- Origin: New York City, New York, U.S.
- Genres: Contemporary classical
- Years active: 1970–present
- Website: www.semensemble.org

= S.E.M. Ensemble =

S.E.M. Ensemble is an American group dedicated to the performance of contemporary classical music. It was founded in 1970 by the Czech composer Petr Kotik, who serves as its director, and is based in New York City.

Kotik seems to have rather arbitrarily named the group from the middle syllable of "ensemble," adding periods after each letter to make the name more mysterious.

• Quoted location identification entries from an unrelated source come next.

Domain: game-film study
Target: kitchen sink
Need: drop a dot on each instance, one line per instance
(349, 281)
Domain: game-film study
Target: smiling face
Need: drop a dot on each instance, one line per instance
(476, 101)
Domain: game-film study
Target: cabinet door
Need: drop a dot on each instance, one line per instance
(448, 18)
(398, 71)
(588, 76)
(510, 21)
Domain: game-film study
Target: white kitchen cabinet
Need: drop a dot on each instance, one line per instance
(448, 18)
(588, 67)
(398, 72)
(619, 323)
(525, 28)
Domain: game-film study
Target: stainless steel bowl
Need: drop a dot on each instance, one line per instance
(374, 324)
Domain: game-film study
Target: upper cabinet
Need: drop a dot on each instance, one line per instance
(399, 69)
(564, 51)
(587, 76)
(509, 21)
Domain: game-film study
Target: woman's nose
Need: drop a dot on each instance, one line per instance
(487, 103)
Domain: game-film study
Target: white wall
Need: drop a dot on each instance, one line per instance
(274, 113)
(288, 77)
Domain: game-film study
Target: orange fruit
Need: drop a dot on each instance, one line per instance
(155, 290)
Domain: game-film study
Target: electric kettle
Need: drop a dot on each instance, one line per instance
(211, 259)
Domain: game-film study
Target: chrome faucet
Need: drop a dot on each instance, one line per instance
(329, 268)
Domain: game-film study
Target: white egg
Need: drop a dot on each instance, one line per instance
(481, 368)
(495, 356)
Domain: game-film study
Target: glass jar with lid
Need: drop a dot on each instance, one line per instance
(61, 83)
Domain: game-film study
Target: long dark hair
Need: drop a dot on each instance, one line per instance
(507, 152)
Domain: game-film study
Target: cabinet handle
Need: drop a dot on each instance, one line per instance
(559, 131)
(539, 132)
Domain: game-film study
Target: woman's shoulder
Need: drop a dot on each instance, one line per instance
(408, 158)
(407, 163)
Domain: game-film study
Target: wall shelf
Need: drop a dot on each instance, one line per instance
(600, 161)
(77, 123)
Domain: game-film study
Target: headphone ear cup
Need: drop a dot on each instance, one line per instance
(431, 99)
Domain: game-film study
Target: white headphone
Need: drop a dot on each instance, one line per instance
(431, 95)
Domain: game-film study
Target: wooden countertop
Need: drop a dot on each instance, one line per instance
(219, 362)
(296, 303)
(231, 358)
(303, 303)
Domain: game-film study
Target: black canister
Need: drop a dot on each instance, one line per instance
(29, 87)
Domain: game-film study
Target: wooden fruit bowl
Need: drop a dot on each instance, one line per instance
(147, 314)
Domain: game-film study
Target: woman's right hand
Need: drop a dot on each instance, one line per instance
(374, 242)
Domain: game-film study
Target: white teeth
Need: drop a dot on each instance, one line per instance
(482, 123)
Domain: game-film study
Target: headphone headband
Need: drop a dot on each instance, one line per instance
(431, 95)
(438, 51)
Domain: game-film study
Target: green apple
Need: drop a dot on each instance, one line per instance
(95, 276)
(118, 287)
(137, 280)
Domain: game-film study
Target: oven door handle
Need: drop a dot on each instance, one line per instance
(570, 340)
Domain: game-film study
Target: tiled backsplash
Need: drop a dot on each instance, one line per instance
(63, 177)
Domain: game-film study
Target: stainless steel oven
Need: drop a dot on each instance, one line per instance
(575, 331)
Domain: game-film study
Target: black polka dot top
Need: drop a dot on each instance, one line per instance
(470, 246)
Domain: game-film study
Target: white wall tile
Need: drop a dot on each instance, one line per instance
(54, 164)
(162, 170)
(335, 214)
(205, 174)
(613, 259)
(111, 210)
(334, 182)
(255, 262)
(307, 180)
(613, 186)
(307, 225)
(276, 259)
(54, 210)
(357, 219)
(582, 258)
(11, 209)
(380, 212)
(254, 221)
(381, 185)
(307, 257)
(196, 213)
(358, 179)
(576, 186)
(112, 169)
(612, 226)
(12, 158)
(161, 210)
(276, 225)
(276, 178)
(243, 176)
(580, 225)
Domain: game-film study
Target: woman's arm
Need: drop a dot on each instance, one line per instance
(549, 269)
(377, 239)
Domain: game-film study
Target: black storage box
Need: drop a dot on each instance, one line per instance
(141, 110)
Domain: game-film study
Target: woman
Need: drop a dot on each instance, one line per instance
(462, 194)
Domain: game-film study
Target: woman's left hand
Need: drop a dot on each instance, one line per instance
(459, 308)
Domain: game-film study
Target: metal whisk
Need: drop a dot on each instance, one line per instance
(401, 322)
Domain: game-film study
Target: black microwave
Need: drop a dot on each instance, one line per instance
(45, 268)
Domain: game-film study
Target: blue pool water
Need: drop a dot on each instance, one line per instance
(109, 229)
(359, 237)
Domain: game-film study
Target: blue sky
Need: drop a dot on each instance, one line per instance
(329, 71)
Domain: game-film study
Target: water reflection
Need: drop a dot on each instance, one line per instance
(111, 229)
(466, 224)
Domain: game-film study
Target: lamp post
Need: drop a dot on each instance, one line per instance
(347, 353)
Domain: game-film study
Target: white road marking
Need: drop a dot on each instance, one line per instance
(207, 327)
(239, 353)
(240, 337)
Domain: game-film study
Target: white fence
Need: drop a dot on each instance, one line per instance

He says the name means nothing except referring to what the group itself does.

The ensemble has performed numerous new works by a wide range of composers, which include Muhal Richard Abrams, John Cage, Julius Eastman, Roberto Carnevale, Morton Feldman, Pauline Oliveros, Henry Threadgill and La Monte Young, as well as works by Kotik himself.

In 1992, Kotik established The Orchestra of the S.E.M. Ensemble, which performs new compositions for full orchestra.

In April 2019 the S.E.M. Ensemble performed at the festival Neo-Pastiche: Changes in American Music at Black Mountain College Museum + Arts Center in Asheville, NC alongside Eugene Chadbourne, Jeff Witscher and other contemporary experimental artists.